MELISSAMEthodological contributions in statistical Learning InSpired by SurfAce engineering
The underlying dynamics of many physical problems are governed by parameterized partial differential equations (PDEs). Despite important scientific advances in numerical simulation, solving efficiently PDEs remains complex and often prohibitively expensive. Physics-informed Machine Learning (PiML) has recently emerged as a promising way to learn efficient surrogate solvers, and augment the physical laws by leveraging knowledge extracted from data. From a machine learning perspective, ignoring the fundamental principles of the underlying physics may lead to ill-posed problems and thus to implausible solutions yielding poor generalization.
Numerous algorithmic contributions in deep-learning have recently exploited domain knowledge for (i) designing suitable physics-regularized loss functions, (ii) initializing neural networks with meaningful parameters, (iii) guiding the design of consistent architectures, or (iv) building hybrid models.
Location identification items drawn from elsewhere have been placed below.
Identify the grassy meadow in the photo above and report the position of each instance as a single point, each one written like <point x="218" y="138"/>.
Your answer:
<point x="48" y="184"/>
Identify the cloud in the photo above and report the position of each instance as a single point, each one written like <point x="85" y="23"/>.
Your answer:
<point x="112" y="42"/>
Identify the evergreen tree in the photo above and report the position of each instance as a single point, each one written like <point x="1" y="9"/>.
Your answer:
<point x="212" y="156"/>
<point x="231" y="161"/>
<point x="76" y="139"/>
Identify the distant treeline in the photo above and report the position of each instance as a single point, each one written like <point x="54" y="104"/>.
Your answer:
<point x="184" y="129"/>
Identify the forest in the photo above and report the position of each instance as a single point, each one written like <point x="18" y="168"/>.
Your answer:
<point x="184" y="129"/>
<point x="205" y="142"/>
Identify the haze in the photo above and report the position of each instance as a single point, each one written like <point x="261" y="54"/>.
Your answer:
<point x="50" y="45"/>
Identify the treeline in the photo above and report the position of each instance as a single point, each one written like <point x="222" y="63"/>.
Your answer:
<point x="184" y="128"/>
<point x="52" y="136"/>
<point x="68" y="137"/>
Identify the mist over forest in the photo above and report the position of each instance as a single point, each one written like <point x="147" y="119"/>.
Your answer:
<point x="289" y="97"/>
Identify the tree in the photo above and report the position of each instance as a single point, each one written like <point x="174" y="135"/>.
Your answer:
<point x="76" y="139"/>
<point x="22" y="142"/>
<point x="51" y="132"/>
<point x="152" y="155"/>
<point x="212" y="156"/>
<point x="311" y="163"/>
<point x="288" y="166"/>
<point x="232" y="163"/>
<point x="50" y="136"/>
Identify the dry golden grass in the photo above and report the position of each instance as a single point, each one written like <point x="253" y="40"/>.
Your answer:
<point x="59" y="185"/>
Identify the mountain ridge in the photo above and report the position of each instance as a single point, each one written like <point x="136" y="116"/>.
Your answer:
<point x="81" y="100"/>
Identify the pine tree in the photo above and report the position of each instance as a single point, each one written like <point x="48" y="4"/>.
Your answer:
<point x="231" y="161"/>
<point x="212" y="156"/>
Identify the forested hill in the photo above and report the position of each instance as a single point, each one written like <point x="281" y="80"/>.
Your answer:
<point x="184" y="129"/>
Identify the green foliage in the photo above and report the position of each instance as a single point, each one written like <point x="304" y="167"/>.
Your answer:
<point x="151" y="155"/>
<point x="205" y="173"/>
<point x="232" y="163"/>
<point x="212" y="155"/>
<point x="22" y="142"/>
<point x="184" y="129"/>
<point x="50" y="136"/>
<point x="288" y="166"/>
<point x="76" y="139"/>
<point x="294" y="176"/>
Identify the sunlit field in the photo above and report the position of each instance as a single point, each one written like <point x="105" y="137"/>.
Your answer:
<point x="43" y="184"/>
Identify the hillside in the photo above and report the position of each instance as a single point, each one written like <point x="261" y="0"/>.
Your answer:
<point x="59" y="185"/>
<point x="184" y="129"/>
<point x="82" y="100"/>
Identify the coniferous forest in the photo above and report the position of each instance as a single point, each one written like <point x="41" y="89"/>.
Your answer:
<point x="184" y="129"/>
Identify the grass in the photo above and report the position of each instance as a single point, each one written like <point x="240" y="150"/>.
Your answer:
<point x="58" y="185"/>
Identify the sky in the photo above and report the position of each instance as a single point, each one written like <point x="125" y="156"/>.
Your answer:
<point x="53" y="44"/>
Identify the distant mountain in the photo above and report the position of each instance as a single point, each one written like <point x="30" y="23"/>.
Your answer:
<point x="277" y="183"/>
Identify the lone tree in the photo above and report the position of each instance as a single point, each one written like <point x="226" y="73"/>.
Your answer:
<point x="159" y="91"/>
Despite indisputable advances, PiML remains an emerging topic with several open problems that remain to be addressed: (i) Deriving generalization/approximation guarantees; (ii) Learning with a limited amount of data; (iii) Augmenting partially known physical laws; (v) Modeling uncertainty; (vi) Building foundation models for physics.
Developing suited solutions that tackle these interrelated challenges is crucial for the usability of PiML in realistic scenarios. This is the goal of MELISSA which gathers 3 teams (Inria MALICE, Inria MAGNET and MLIA) with a strong expertise at the interface of machine learning, optimization and physics. By conducting this project from both theoretical and algorithmic perspectives, the objective is to design the next generation of provably accurate PIML algorithms in the challenging context of laser-matter interaction where data is scarce and the available physical laws only partially explain the observed dynamics.